Pitcairn, Pitcairn Islands

The History of the HMS Bounty

Zegrahm Contributor|May 27, 2015|Blog Post

Rest assured, any voyage to the South Pacific will be less dramatic than that of the HMS Bounty in the 1700s, the story of the mutinous journey of this small vessel which originally set out for a botanical mission in the Pacific Ocean.

As the story goes, the HMS Bounty—also known as the HM Armed Vessel Bounty—was bought by the Royal Navy and sent out under the command of William Bligh to search for breadfruit plants on the islands of the Pacific, and return them to the British-ruled West Indies. Of course, the goal of the mission was never seen through.
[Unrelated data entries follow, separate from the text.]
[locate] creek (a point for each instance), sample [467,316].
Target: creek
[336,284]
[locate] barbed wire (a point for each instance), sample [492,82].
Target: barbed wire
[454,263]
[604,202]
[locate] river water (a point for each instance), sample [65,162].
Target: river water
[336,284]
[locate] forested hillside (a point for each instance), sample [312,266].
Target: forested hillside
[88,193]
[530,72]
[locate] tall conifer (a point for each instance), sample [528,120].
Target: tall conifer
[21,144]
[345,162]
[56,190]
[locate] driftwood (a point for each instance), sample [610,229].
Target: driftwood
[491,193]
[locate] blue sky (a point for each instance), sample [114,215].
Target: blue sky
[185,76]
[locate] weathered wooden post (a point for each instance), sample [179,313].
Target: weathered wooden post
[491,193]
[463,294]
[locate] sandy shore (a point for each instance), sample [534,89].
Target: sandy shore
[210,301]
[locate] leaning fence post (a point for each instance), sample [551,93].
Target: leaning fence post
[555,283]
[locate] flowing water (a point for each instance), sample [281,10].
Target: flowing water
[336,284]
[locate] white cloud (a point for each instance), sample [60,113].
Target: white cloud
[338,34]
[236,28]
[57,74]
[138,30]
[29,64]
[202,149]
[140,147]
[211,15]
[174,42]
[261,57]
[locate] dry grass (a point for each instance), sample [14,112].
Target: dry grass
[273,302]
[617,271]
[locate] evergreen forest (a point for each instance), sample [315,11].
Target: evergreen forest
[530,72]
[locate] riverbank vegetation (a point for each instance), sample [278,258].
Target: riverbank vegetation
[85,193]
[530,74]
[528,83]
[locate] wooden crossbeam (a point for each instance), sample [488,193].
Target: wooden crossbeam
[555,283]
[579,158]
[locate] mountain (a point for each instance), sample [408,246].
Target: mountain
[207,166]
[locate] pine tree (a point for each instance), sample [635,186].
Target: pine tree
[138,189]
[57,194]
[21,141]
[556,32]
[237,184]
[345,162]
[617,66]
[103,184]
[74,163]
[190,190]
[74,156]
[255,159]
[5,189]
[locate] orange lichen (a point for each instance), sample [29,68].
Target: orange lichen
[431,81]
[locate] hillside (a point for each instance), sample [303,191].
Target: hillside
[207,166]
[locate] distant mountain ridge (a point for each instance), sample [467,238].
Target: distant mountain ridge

After a full month of attempting to navigate the Bounty around Cape Horn, and thwarted by treacherous weather, then captain William Bligh decided to head east, where he piloted the ship around Africa’s Cape Agulhas and across the Indian Ocean. Sometime during the passage, Bligh made the decision to replace his Sailing Master, John Fryer, with Fletcher Christian, resulting in a less than cheery relationship.

En route to Tahiti, mutiny on the Bounty broke out. On April 28, 1789, a bloodless battle for control of the ship took place, with 22 men joining Christian in the mutiny and 18 men remaining loyal to Bligh. Christian, now in charge, eventually landed the ship in Tahiti and settled 16 men there, then took off in the Bounty with eight other crewmen, six Tahitian men, and 11 women (plus one baby). Popular lore would say that the Tahitian men were taken without realizing what Christian had in store, so that he could acquire the women. Setting off to sea, Christian’s plan was to evade the Royal Navy—they stopped first in Fiji and the Cook Islands, yet for fear of being found, continued on to little-known Pitcairn Island. Once settled with livestock and provisions, the crewmembers burned the Bounty on January 23, 1790—today, this location is known as Bounty Bay.

In January 1957, Luis Marden discovered the remains of the Bounty—a rudder pin, an oarlock, fittings, and nails. Few of the remains, including ballast stones, are still partly visible in Bounty Bay waters today.

Modern visitors to Pitcairn Island—the remote, six-mile-around, volcano-crowned island on which the mutinous crew found refuge—will meet the 50 hospitable residents of Adamstown, all of whom are direct descendants of the nine mutineers, and 18 Polynesians. Be sure to take a peek at the Bounty’s anchor, ironically set beside the island’s courthouse, and the ship’s Bible in the church.